近江京を駆け抜ける

2017年9月22日金曜日 18:19

近江神宮は昭和15年創建で歴史が浅い。神社としての見所も少ない。ただ天智天皇陛下へのご挨拶ができればと思い、参拝した。
目的はもうひとつある。近江大津宮錦織遺跡おうみおおつのみやにしこおりいせき、天智天皇が開いた近江京のあった地だ。
今回の旅行はミュシャ展を軸にしたものだけど、寄りたくても時間の都合でこれまで寄れなかった場所が、幸い近くに2箇所もあった。それが日吉大社であり、近江神宮である。いわば湖西の忘れ物を取りに行く旅。


大宮川観光駐車場から近江神宮までは20分ほど。駐車場への入口もその場所も判りづらくて少々迷ったけど、無事に着いた。
外拝殿げはいでんまでは屋根のある廊下を歩けた。雨が降り続いてたので助かる。


本殿の屋根がちょこっと見える。本殿が内拝殿に隠れてて外拝殿から拝礼する形は、橿原神宮を思い出させる。近代神社建築ってこういうものなの?なんせ豪奢よね。


厳かなムードは圧迫感がある。そういう意味で神社より寺院みたい。


傘を差して楼門に近付く。こちらも立派な構えで、鮮やかな朱が美しい。

お参りが済んだら、次は遺跡の確認。ただの空き地を見に行くのに、雨空の下、嫁を連れ回すのは気が引ける。そこで嫁には車に残ってもらい、僕独りでささっと行ってくることに。

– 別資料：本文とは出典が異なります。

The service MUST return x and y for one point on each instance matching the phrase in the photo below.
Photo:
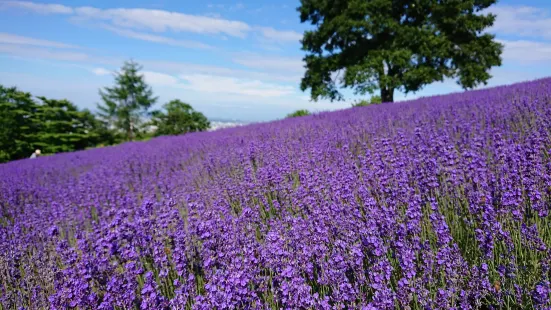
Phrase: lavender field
(436, 203)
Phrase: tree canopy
(50, 125)
(178, 118)
(299, 113)
(395, 45)
(126, 103)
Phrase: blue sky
(229, 59)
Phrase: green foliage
(179, 118)
(298, 113)
(17, 123)
(395, 45)
(50, 125)
(363, 103)
(126, 104)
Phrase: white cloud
(40, 8)
(522, 21)
(160, 79)
(522, 51)
(279, 35)
(156, 38)
(222, 84)
(23, 51)
(160, 20)
(271, 63)
(8, 38)
(101, 71)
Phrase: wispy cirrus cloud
(8, 38)
(292, 65)
(522, 21)
(41, 8)
(101, 71)
(233, 85)
(156, 38)
(42, 53)
(159, 21)
(272, 34)
(524, 52)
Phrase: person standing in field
(35, 154)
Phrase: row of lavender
(438, 203)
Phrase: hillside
(436, 203)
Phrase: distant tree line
(28, 123)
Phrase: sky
(229, 59)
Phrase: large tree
(395, 45)
(126, 104)
(50, 125)
(18, 124)
(178, 118)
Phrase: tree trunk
(387, 94)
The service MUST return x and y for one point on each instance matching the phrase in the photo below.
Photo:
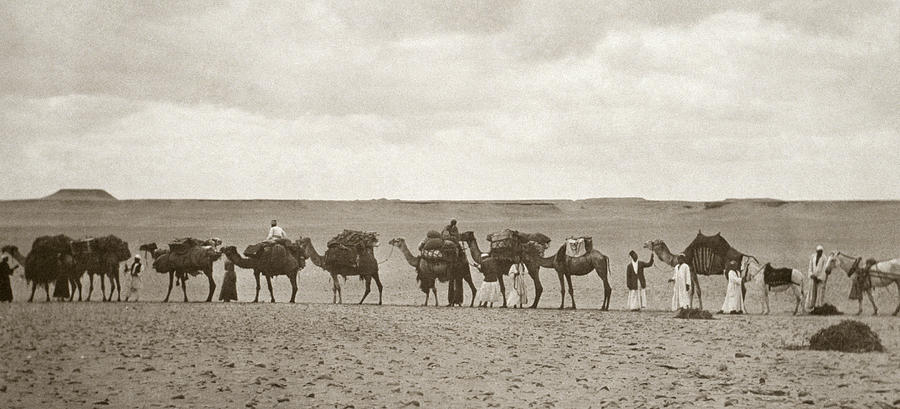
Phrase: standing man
(134, 273)
(637, 286)
(816, 273)
(681, 288)
(5, 285)
(275, 232)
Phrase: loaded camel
(49, 259)
(427, 270)
(103, 260)
(778, 280)
(706, 255)
(567, 266)
(194, 259)
(281, 258)
(501, 265)
(366, 268)
(876, 273)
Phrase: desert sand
(150, 354)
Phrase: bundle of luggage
(254, 250)
(437, 248)
(344, 249)
(84, 246)
(579, 246)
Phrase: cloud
(427, 100)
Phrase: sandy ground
(261, 355)
(150, 354)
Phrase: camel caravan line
(440, 258)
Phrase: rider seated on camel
(275, 232)
(451, 232)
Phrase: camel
(103, 261)
(195, 260)
(567, 267)
(428, 270)
(502, 266)
(881, 274)
(794, 283)
(285, 259)
(366, 269)
(662, 252)
(50, 257)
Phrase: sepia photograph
(450, 204)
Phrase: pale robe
(817, 271)
(275, 232)
(734, 298)
(637, 299)
(519, 295)
(681, 297)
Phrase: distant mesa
(80, 194)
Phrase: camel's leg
(897, 311)
(91, 288)
(256, 276)
(293, 278)
(607, 289)
(73, 285)
(571, 290)
(502, 291)
(212, 286)
(269, 284)
(696, 286)
(562, 290)
(171, 276)
(871, 300)
(335, 289)
(798, 298)
(381, 287)
(368, 288)
(538, 288)
(33, 288)
(468, 278)
(118, 288)
(103, 288)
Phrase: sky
(451, 100)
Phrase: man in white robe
(681, 290)
(637, 285)
(817, 276)
(734, 297)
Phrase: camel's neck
(19, 258)
(314, 256)
(662, 252)
(474, 250)
(410, 258)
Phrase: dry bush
(847, 336)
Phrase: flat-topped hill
(80, 194)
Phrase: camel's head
(652, 244)
(10, 249)
(148, 247)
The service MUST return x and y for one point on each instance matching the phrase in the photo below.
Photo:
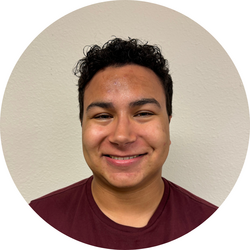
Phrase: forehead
(125, 82)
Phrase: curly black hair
(118, 52)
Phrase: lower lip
(124, 163)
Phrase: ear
(169, 118)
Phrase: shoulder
(184, 204)
(61, 198)
(184, 195)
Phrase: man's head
(118, 52)
(125, 95)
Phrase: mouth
(124, 157)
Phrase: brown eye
(103, 117)
(144, 114)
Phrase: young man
(125, 97)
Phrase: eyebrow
(109, 105)
(104, 105)
(144, 101)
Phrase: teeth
(123, 158)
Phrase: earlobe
(169, 118)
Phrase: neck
(130, 207)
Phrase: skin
(125, 116)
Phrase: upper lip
(128, 155)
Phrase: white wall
(40, 130)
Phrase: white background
(22, 21)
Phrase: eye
(144, 114)
(102, 116)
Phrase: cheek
(92, 137)
(157, 136)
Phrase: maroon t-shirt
(73, 211)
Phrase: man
(125, 97)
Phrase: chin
(125, 180)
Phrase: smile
(124, 157)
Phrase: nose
(123, 132)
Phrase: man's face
(125, 126)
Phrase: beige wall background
(40, 130)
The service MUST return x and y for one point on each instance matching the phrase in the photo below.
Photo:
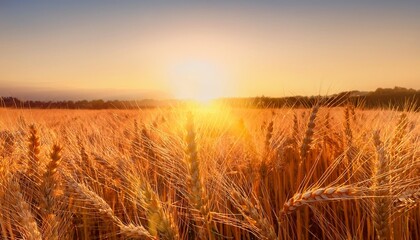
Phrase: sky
(52, 50)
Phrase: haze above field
(184, 49)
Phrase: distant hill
(397, 98)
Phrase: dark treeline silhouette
(397, 98)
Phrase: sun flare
(197, 80)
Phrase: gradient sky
(192, 49)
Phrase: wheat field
(210, 173)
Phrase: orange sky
(201, 52)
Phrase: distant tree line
(397, 98)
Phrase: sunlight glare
(197, 80)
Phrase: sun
(198, 80)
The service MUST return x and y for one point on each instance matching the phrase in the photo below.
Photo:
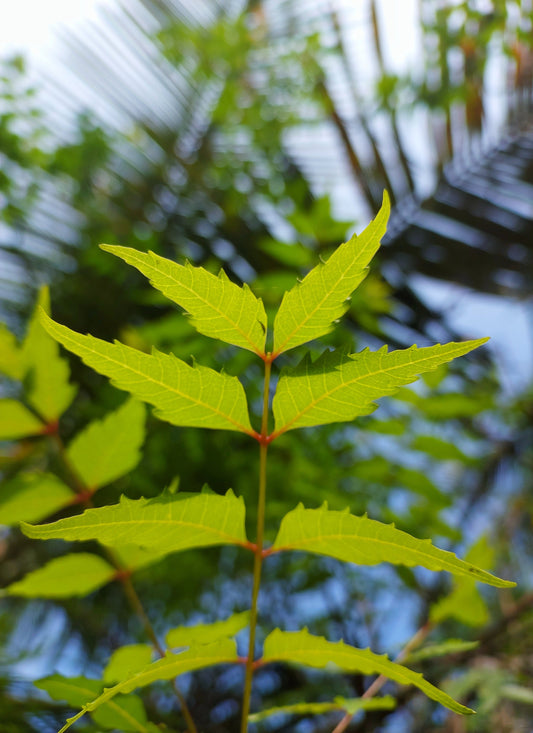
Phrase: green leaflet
(217, 307)
(338, 387)
(169, 523)
(109, 448)
(300, 647)
(311, 307)
(16, 421)
(182, 395)
(77, 574)
(126, 714)
(223, 651)
(50, 392)
(30, 497)
(127, 660)
(184, 636)
(367, 542)
(11, 359)
(347, 705)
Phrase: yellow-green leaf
(223, 651)
(347, 705)
(367, 542)
(338, 387)
(184, 636)
(16, 421)
(301, 647)
(169, 523)
(71, 575)
(30, 497)
(311, 307)
(49, 392)
(109, 448)
(182, 395)
(217, 307)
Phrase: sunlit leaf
(182, 395)
(367, 542)
(49, 392)
(222, 651)
(184, 636)
(77, 574)
(16, 421)
(169, 523)
(301, 647)
(216, 306)
(30, 497)
(338, 387)
(109, 448)
(346, 705)
(311, 307)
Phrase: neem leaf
(126, 713)
(71, 575)
(50, 392)
(311, 307)
(223, 651)
(347, 705)
(300, 647)
(217, 307)
(338, 387)
(109, 448)
(16, 421)
(169, 523)
(184, 636)
(367, 542)
(30, 497)
(182, 395)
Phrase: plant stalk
(258, 552)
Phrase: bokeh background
(258, 136)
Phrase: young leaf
(350, 705)
(50, 392)
(169, 523)
(115, 441)
(16, 421)
(127, 660)
(223, 651)
(367, 542)
(126, 714)
(30, 497)
(217, 307)
(182, 395)
(71, 575)
(311, 307)
(184, 636)
(338, 387)
(11, 359)
(301, 647)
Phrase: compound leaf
(301, 647)
(217, 307)
(338, 387)
(311, 307)
(16, 421)
(223, 651)
(30, 497)
(184, 636)
(126, 714)
(169, 523)
(109, 448)
(50, 392)
(367, 542)
(71, 575)
(182, 395)
(347, 705)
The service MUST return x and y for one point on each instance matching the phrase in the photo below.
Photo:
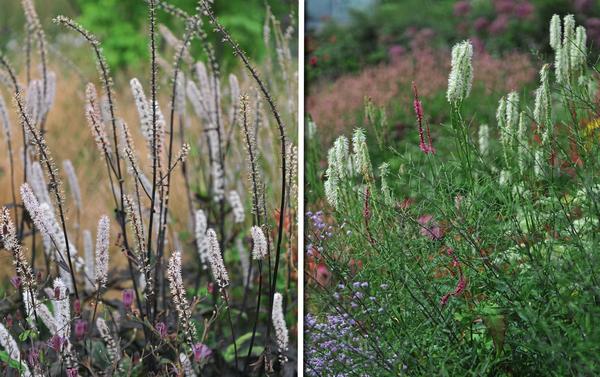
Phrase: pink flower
(462, 8)
(80, 328)
(481, 24)
(499, 25)
(16, 282)
(201, 352)
(418, 107)
(128, 298)
(524, 10)
(56, 343)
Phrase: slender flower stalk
(281, 331)
(461, 73)
(182, 306)
(217, 266)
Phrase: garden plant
(191, 268)
(470, 249)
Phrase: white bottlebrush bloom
(281, 331)
(102, 254)
(461, 73)
(484, 139)
(201, 240)
(178, 294)
(217, 266)
(538, 167)
(579, 49)
(114, 352)
(11, 347)
(73, 182)
(236, 205)
(62, 309)
(361, 156)
(88, 257)
(259, 243)
(542, 106)
(186, 365)
(555, 32)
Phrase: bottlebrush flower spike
(281, 331)
(62, 309)
(579, 50)
(542, 107)
(484, 139)
(88, 257)
(216, 260)
(361, 154)
(102, 255)
(384, 172)
(237, 206)
(259, 243)
(461, 73)
(555, 32)
(9, 344)
(201, 240)
(178, 295)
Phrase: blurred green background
(122, 25)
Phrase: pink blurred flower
(462, 8)
(504, 6)
(524, 10)
(499, 25)
(481, 24)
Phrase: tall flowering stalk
(418, 106)
(281, 331)
(182, 306)
(461, 74)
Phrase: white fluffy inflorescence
(102, 242)
(570, 54)
(281, 331)
(259, 243)
(201, 240)
(361, 156)
(217, 266)
(542, 108)
(238, 208)
(178, 294)
(62, 309)
(484, 139)
(461, 73)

近江神宮から徒歩7分、錦織遺跡第1地点に到着。ん、第1?リサーチの甘い僕は、この時9地点あることを知らなかった。


ここに、天智天皇が飛鳥から遷した大津宮があったのか……。案内板や柱の跡がその存在を示す以外、何も無い原っぱ。だけど、想いを馳せる地がある、それだけで充分。
天智天皇は、白村江はくそんこう/はくすきのえの戦いで唐・新羅の連合軍に大敗したあと、飛鳥から近江に遷都した。これが大津宮である。しかしそれからわずか5年で崩御し、さらに壬申じんしんの乱の勃発で大津宮も崩壊してしまった。
考古学的調査により、ここ錦織に位置していたことが確定されている大津宮。上代における最も激動の時代を、現在に伝える場所といえる。だから、自分の足で踏み締めたかった!


柿本人麻呂の歌碑があるのがニクい。「大津の宮はここだと聞くけれど、草が生い茂って霞んでいる跡を見るのは悲しい」と、この地を訪れる人の気持ちを代弁してくれている。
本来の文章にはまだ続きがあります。